- Born: Brookline, Massachusetts
- Occupation: chef
- Known for: 1996 America's Best New Chef from Food & Wine

= Scott Bryan =

American chef

Scott Bryan is an American chef. He has served as the executive chef of Veritas and Apiary in New York City. Veritas received three stars from The New York Times when Bryan was a chef there. In his 2000 memoir Kitchen Confidential, Anthony Bourdain referred to Bryan as "a cult figure among cooks".

==Early life==
Bryan was born in Brookline, Massachusetts. He attended Brookline High School. After graduation, he enrolled in Johnson & Wales University's College of Culinary Arts. He dropped out of school to work for Robert Kinkead at Harvest in Cambridge, Massachusetts. After moving to France, he returned to the US and worked at 21 Federal in Nantucket, Massachusetts for a time.
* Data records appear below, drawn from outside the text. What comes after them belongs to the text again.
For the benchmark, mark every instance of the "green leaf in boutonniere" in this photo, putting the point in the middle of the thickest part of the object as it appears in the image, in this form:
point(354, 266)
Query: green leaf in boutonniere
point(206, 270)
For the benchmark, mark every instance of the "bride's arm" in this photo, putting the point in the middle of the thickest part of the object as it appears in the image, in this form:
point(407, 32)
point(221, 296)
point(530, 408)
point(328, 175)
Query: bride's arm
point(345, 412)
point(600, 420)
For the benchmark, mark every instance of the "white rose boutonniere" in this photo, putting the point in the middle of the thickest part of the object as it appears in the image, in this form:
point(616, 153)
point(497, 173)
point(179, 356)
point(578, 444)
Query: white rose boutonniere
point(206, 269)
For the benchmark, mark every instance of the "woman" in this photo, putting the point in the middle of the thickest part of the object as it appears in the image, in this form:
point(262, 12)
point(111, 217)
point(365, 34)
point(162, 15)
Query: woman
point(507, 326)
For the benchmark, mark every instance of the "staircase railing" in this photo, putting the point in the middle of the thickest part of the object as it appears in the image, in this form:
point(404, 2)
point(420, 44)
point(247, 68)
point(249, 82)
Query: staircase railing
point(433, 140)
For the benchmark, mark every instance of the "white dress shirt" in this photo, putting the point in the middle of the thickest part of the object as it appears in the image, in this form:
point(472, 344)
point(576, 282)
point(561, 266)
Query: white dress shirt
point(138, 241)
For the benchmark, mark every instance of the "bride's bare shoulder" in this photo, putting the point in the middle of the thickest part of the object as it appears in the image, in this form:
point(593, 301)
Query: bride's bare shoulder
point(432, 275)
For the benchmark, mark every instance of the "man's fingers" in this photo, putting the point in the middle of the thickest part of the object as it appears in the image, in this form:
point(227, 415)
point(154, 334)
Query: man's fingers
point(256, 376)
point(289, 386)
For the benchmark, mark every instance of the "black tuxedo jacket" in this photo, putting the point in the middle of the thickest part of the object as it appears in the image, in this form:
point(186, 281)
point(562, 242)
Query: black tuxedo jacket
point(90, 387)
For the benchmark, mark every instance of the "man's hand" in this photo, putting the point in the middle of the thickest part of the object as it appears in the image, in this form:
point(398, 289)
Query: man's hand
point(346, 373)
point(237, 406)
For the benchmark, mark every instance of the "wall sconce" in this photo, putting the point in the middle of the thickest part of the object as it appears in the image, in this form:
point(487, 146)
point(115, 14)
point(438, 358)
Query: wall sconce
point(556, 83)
He then worked as sous chef under Éric Ripert at Le Bernardin. His first position as executive chef was at Luma in 1994, then a vegetarian restaurant. Bryan reworked the menu to include meat and turned the struggling restaurant around. He then moved to Indigo which he started with business partner Gino Diaferia. After serving as executive chef at Indigo for four years, he and Diaferia opened Veritas in 1999. While at Veritas, Bryan received a three star rating from The New York Times. He finally left Veritas in 2007 to work at 10 Downing Street, but due to delays left the project and became executive chef at Apiary instead. He left Apiary in 2014 and served as executive chef at The Milling Room until January 2018.